Spaichingen hat tatsächlich den Ruf, besonders nette Menschen zu beherbergen. Manchmal kommen die aber auch aus einer Nachbargemeinde, so wie Gabi Stegmiller, bei deren strahlendem Lächeln man sofort gute Laune bekommt. Sie ist Friseurin bei „Upstyle“und sagt, dass sie eigentlich immer zu ihren Kunden und Kundinnen nett ist. Das bringt der Beruf, das ist aber auch ihre Art. Die Kundin, die sich gerade die Haare schön machen lässt, bestätigt: „Du bist immer nett zu den Kundinnen!“Selber nett behandelt?
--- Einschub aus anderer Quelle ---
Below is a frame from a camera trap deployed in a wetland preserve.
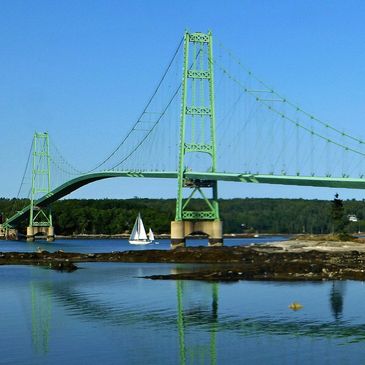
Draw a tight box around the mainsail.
[129,213,150,244]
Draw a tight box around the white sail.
[137,213,147,240]
[148,228,155,241]
[129,213,151,245]
[129,214,139,241]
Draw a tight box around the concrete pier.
[171,220,223,248]
[27,226,55,242]
[0,224,18,241]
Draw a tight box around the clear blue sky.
[0,0,365,199]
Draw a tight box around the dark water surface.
[0,235,365,365]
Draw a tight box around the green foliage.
[0,198,365,235]
[331,194,349,233]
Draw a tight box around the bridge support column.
[171,219,223,248]
[27,226,55,242]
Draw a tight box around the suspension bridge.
[0,32,365,247]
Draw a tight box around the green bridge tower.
[171,32,223,248]
[27,132,54,242]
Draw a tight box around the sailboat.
[129,213,155,245]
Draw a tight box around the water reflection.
[30,282,51,354]
[26,264,365,365]
[176,280,219,365]
[330,281,346,321]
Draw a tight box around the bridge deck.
[4,171,365,227]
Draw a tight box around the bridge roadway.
[4,171,365,227]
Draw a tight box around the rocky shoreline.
[0,241,365,281]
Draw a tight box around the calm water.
[0,237,365,365]
[0,263,365,364]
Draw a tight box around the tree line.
[0,198,365,235]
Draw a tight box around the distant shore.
[0,240,365,281]
[14,233,282,240]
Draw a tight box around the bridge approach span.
[4,171,365,227]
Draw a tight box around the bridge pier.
[170,219,223,249]
[27,226,55,242]
[0,224,18,241]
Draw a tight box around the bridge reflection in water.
[31,267,365,364]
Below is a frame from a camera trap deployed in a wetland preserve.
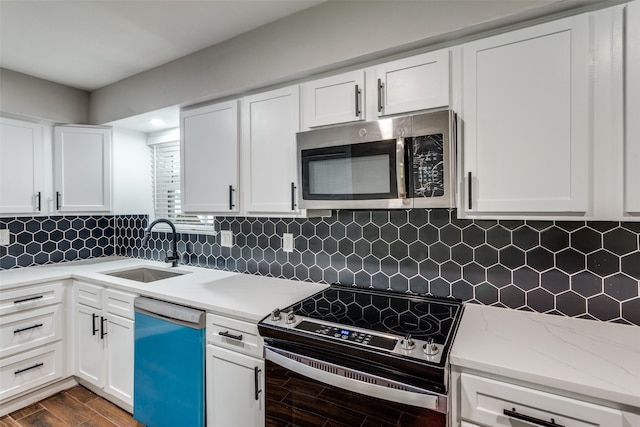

Leider ist ihr jüngst, als sie es besonders eilig hatte, eher das Gegenteil passiert. Jemand hatte „scheiße geparkt“an ihr Auto geklebt. Zuhause habe sie eine Nachbarin, die ihr immer den Mülleimer vorstellt. „Letzten Sommer hat sie mir sogar den Rasen gemäht!“Wenn das nicht nett ist!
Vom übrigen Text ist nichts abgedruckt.